National changes are not restricted to a drying climate. In an exhaustive study of the relationship between the ancient peoples of the Middle East and their water, Arye Issar (1990) suggests that favourable climatic conditions, with rainfall in the Negev 50 per cent greater than today's, may have contributed to the success of several national entities in the region from about 200 B.C.E. to 400 C.E. This was a period in which the Roman Empire included much of the Middle East, the monastic Dead Sea sect (possibly the Essenes) thrived around the area of Qumran and, further south, the Nabateans extended their hold over the spice trade routes from Arabia to the ports along the Mediterranean coast. Before the twentieth century, the previously greatest population between the Jordan and the Mediterranean probably was reached during that period as well about one million people during Byzantine rule (fifth century C.E.) (Broshi 1979) (see appendix I, map 6)

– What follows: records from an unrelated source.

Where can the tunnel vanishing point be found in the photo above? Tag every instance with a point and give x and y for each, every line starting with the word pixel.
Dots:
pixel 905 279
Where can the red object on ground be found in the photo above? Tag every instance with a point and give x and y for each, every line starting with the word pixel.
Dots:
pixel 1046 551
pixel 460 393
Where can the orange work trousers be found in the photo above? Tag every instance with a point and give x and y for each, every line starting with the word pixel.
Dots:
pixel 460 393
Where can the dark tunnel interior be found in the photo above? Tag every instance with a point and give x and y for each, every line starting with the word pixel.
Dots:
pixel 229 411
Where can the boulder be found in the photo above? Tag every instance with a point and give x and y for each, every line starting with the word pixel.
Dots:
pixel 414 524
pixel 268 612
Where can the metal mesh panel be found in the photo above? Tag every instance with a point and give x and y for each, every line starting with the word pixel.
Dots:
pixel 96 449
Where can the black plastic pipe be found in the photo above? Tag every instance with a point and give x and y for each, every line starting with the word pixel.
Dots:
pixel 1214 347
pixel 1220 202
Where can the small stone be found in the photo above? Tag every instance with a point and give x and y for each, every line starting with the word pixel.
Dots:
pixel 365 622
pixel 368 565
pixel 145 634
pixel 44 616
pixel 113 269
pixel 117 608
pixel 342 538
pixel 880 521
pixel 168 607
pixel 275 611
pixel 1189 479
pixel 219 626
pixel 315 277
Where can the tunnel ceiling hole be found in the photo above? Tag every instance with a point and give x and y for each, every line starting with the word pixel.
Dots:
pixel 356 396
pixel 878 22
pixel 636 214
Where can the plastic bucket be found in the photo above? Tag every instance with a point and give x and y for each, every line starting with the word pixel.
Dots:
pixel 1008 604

The Nabateans, with cities across the Negev Desert and a stunning capital at Petra, were particularly adept at intensively managing each drop from the rare rain events of their arid territory (Issar 1990,178181). Their methods, referred to as "water harvesting," included diverting storm water to their fields and terracing and cultivating ephemeral stream beds. By collecting rocks from the surrounding hillsides into piles, they were also able simultaneously to induce dew out of the night air with the cooler rocks and to increase run-off by "smoothing out" the hill slopes. These techniques are currently studied for applicability to today's marginal lands. Nevertheless, Issar argues, these practices would not have been enough for stable agricultural returns without the more humid climate that he postulates.

Issar concludes his study with the intriguing speculation that, once the climate again began to become drier in the fifth to seventh centuries C.E., the inhabitants of the ever-increasingly desiccated Arabian Peninsula may have found incentive to search for a more hospitable environment, resulting in the Moslem expansion across the Middle East, North Africa, and into Spain:

Was this burning religious zeal of the Moslems made fiercer by the droughts which struck the northern and central parts of their peninsula? Did this drying up also weaken the countries of the Fertile Crescent guarding what was left of the Roman Empire ... ? (Issar 1990, 188)

In the subsequent centuries, the inhabitants of the region and the conquering nations that came and went have lived mostly within the limits of their water resources, using combinations of surface water and well water for survival and livelihood (Beaumont 1991, 1). But just as changing amounts of water availability in the Middle East may have contributed to the formation of both the Jewish and Arab nations millennia ago, conflicting interpretations of how to overcome those limits have also been a factor in competition and conflict as their respective nationalisms began to re-emerge on the same soil in the twentieth century. Lessons from the details of these conflicts are used later in this work to inform strategies for conflict resolution.